Although deep neural networks have achieved revolutionary success over various tasks, i.e., computer vision(He et al., 2016) and natural language understanding (Hochreiter and Schmidhuber, 1997), they are still in lack of a rigorous theoretical study of the optimization and generalization properties. Specifically for the optimization, because the loss of deep neural network is highly nonconvex, local search algorithms like gradient descent is hard to analyze with performance guarantee. Many recent works (Choromanska et al., 2015; Kawaguchi, 2016; Nguyen and Hein, 2017; Soudry and Hoffer, 2017) have studied the loss surface of the neural networks and a common claim is that (deep) neural networks have relatively no bad local minima. However, the scenarios they study are often under many strict assumptions on the network architectures, i.e., deep linear network, or shallow network with one hidden layer or differentiable nonlinear activation, and on the input data i.e., Gaussian input data or linear separable input data. In fact, Safran and Shamir (2017)
have shown that spurious local minima are common in two-layer ReLU neural networks. Overall, the loss surface study is still far from understanding practical models.
As most neural network models are trained with (stochastic) gradient descent, the optimization property of gradient descent in training deep neural network has also been widely studied.Soltanolkotabi et al. (2018); Brutzkus et al. (2017) point out that over-parameterization might play a key role in the convergence analysis of (stochastic) gradient descent. More recently, Li and Liang (2018); Du et al. (2019) prove that (stochastic) gradient descent converges linearly to the global minimum for training two-layer neural networks as long as the network is sufficiently over-parameterized. The high level idea is to show the gradient of the network exhibits good property at initialization and then argue the gradient descent finds global minimum within a neighborhood of the initialization, in which the benign property roughly maintains.

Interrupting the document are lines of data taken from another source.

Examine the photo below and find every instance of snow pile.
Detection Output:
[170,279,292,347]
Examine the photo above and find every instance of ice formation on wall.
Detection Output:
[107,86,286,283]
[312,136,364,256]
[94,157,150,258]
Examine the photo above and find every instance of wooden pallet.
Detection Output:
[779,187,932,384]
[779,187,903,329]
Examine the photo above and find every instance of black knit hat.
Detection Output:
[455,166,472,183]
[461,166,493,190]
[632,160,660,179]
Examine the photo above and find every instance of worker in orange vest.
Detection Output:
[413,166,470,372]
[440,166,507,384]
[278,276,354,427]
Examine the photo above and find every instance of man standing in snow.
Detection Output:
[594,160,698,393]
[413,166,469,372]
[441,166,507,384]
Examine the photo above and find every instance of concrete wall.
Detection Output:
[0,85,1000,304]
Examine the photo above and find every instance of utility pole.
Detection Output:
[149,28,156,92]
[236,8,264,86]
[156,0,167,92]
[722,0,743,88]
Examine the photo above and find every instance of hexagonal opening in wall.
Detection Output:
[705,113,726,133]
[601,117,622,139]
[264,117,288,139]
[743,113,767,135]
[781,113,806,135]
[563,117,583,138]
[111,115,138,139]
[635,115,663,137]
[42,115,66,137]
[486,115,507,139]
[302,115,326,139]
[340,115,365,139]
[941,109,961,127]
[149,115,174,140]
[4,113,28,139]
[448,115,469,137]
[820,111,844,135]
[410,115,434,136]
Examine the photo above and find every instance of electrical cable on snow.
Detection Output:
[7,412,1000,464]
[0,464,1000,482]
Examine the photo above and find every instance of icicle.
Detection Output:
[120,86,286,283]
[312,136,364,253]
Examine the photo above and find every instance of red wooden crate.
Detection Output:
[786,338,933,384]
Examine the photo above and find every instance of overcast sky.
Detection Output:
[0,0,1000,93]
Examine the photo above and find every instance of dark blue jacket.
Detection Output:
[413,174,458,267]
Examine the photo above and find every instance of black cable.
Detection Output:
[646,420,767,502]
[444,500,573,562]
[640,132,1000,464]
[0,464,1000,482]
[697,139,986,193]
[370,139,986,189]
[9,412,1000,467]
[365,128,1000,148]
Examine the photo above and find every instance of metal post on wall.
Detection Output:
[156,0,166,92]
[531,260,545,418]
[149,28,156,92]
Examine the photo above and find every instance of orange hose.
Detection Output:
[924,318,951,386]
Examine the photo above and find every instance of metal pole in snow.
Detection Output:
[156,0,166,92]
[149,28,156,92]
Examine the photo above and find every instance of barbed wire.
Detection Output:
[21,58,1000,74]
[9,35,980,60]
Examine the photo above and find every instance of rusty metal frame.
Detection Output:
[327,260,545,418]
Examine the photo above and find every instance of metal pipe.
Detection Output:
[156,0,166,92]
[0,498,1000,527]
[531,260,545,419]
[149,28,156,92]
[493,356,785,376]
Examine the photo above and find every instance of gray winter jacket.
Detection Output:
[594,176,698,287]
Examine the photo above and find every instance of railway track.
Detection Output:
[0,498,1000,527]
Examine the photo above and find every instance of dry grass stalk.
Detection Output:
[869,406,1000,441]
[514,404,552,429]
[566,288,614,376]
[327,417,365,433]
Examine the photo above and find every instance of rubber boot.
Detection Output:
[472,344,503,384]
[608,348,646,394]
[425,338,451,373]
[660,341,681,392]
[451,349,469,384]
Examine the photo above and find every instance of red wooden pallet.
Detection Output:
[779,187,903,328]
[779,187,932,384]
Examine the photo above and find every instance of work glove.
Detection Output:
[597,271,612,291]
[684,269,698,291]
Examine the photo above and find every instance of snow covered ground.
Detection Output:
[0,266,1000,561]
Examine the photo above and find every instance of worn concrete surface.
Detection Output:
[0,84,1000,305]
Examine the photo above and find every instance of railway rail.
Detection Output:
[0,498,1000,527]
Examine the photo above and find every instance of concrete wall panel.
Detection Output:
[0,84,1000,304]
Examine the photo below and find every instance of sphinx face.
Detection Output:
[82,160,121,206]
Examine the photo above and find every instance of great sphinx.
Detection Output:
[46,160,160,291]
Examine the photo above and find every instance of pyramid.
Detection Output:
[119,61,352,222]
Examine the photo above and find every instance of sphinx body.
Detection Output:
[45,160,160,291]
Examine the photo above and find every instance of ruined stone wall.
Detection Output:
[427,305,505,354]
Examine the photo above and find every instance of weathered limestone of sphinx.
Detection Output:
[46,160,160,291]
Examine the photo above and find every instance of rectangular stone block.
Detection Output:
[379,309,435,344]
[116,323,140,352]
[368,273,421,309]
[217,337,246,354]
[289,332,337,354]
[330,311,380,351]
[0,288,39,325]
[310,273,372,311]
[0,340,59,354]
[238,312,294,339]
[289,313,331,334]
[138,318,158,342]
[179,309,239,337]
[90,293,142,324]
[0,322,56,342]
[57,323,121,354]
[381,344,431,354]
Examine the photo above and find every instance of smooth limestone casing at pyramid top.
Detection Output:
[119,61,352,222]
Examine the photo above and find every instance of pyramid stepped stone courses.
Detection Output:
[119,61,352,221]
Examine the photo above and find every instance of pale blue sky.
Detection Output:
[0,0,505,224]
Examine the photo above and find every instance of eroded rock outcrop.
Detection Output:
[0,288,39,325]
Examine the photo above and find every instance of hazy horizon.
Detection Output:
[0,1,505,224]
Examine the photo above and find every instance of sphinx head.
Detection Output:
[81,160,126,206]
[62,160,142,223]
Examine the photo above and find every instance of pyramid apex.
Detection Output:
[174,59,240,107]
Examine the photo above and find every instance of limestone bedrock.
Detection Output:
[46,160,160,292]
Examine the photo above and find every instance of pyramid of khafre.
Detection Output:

prove that gradient descent finds global minimum with the assumption that activation function is smooth and some gram matrix at the last layer has lower bounded singular value. Their result requires that the width of the network grow exponentially with the depth of the network for feedforward network. At the same time,Allen-Zhu et al. (2018b) prove that the width of the network growing polynomially with the depth of the network for feedforward network with ReLU activation is enough to show the linear convergence of gradient descent. The high level idea is first bounding the forward and backward stability for deep networks and apply a similar argument for the convergence result of the two-layer’s case.
From the above theoretical results, it seems that any vanilla feedforward neural network can be successfully trained as long as it is sufficiently over-parameterized. Alternatively, the practical difficulty of training deep network, i.e., exploding or vanishing gradient, is due to that the network is not wide enough. However, in practice, with skip connection we can successfully train deep network with hundreds and thousands of layers without much difficulty. It naturally motivates us to ask
“Does residual network (ResNet) make itself preferable than vanilla feedforward network from the theoretic convergence analysis of gradient descent?”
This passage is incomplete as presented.